La République dominicaine poursuit l’édification de son mur frontalier avec Haïti. Vendredi, les autorités dominicaines ont lancé la construction d’une nouvelle section de 13 kilomètres, portant la longueur totale de cette barrière controversée à 170 kilomètres. Une initiative qui divise autant qu’elle inquiète.
Les pelleteuses ont repris du service à Dajabon, dans le nord de la République dominicaine. Vendredi 20 juin, les autorités dominicaines ont officiellement lancé la construction d’un nouveau tronçon de 13 kilomètres du mur qui sépare déjà une partie des deux pays partageant l’île d’Hispaniola.
Cette extension s’inscrit dans la continuité du projet initié en 2021 par le président Luis Abinader, qui a fait de la lutte contre l’immigration haïtienne l’une de ses priorités politiques. Avec cette nouvelle section, le mur atteindra une longueur totale de 170 kilomètres, soit environ la moitié de la frontière séparant les deux nations.
Un symbole de fermeté qui divise
Lors de la cérémonie de pose de la première pierre, le ministre de la présidence José Ignacio Paliza n’a pas mâché ses mots. Pour lui, cette « clôture périmétrique » représente bien plus qu’une simple infrastructure de sécurité : c’est « un symbole de souveraineté, d’intégrité institutionnelle et d’engagement pour la protection du territoire national ».
Cette rhétorique résonne particulièrement dans un contexte où la République dominicaine fait face à une pression migratoire sans précédent. Composé d’une base en béton surmontée d’une clôture et de fils barbelés, ce mur matérialise la politique migratoire durcie du président Abinader, réélu en 2024 sur la promesse d’intensifier les expulsions.

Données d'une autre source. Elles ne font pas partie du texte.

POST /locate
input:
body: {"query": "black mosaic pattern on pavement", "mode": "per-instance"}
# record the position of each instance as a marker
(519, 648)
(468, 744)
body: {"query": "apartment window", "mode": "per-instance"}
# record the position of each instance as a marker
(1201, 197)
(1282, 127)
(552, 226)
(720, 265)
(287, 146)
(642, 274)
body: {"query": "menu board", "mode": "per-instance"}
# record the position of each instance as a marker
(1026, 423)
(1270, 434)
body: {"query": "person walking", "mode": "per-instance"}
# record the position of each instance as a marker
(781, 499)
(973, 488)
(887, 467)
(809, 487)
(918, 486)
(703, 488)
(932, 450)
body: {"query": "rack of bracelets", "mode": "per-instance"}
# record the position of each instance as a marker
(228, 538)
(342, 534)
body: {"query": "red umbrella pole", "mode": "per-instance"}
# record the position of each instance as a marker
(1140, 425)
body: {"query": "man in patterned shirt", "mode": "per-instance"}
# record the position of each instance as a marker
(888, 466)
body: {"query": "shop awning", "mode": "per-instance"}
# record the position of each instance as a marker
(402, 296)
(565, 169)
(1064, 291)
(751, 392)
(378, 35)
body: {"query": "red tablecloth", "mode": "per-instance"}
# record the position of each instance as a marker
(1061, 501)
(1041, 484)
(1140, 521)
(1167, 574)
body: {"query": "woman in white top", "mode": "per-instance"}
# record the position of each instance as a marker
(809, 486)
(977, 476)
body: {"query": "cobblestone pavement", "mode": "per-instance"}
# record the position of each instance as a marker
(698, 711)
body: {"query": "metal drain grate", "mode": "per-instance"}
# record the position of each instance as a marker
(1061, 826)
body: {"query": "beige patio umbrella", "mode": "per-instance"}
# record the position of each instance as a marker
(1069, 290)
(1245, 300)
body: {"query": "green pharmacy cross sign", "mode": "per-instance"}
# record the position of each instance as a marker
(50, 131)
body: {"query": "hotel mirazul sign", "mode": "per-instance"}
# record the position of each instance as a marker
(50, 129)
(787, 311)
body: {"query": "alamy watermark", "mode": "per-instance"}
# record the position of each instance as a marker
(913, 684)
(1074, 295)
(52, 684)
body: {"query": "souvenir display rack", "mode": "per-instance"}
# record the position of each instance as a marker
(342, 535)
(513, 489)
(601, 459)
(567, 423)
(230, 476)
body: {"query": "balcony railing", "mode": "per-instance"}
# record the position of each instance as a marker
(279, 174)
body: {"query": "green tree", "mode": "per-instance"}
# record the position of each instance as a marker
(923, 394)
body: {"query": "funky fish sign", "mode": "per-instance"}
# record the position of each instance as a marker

L’exode haïtien s’intensifie
Derrière ces chiffres se cache une tragédie humaine. Haïti, déjà le pays le plus pauvre des Amériques, traverse une crise sécuritaire majeure. Les gangs armés, qui contrôlent désormais une large partie du territoire, sèment la terreur par leurs actes de violence, leurs enlèvements et leurs viols. Cette situation dramatique a poussé près de 1,3 million d’Haïtiens à fuir leur foyer pour trouver refuge ailleurs dans le pays, selon l’ONU.
Pour beaucoup, la République dominicaine représente l’espoir d’une vie meilleure. Environ 500 000 Haïtiens y vivent actuellement, mais tous ne bénéficient pas d’un statut légal. Les autorités dominicaines ont d’ailleurs expulsé plus de 143 000 Haïtiens sans papiers rien qu’au cours des cinq premiers mois de 2024.
Cette réalité rappelle l’histoire douloureuse de nombreuses familles haïtiennes de la diaspora, notamment aux États-Unis, au Canada ou en France, dont les proches restés au pays vivent dans l’angoisse quotidienne de la violence et de la pauvreté.
Une frontière de plus en plus hermétique
L’extension de ce mur s’inscrit dans une stratégie plus large de fermeture des frontières. Pour les autorités dominicaines, il s’agit de préserver la stabilité économique et sécuritaire de leur pays face à l’afflux de migrants fuyant la crise haïtienne.
Cependant, cette politique suscite de vives critiques de la part des organisations de défense des droits humains, qui dénoncent les conditions d’expulsions massives et pointent du doigt les risques de violations des droits fondamentaux.
Cette nouvelle extension du mur frontalier illustre l’aggravation des tensions entre les deux pays qui partagent l’île d’Hispaniola. Alors que les Haïtiens continuent de fuir leur pays en proie au chaos, cette barrière physique pose une question fondamentale : comment concilier sécurité nationale et solidarité humaine ? Une interrogation qui résonne bien au-delà des frontières caribéennes, notamment dans la diaspora haïtienne mondiale qui observe avec inquiétude l’évolution de cette crise.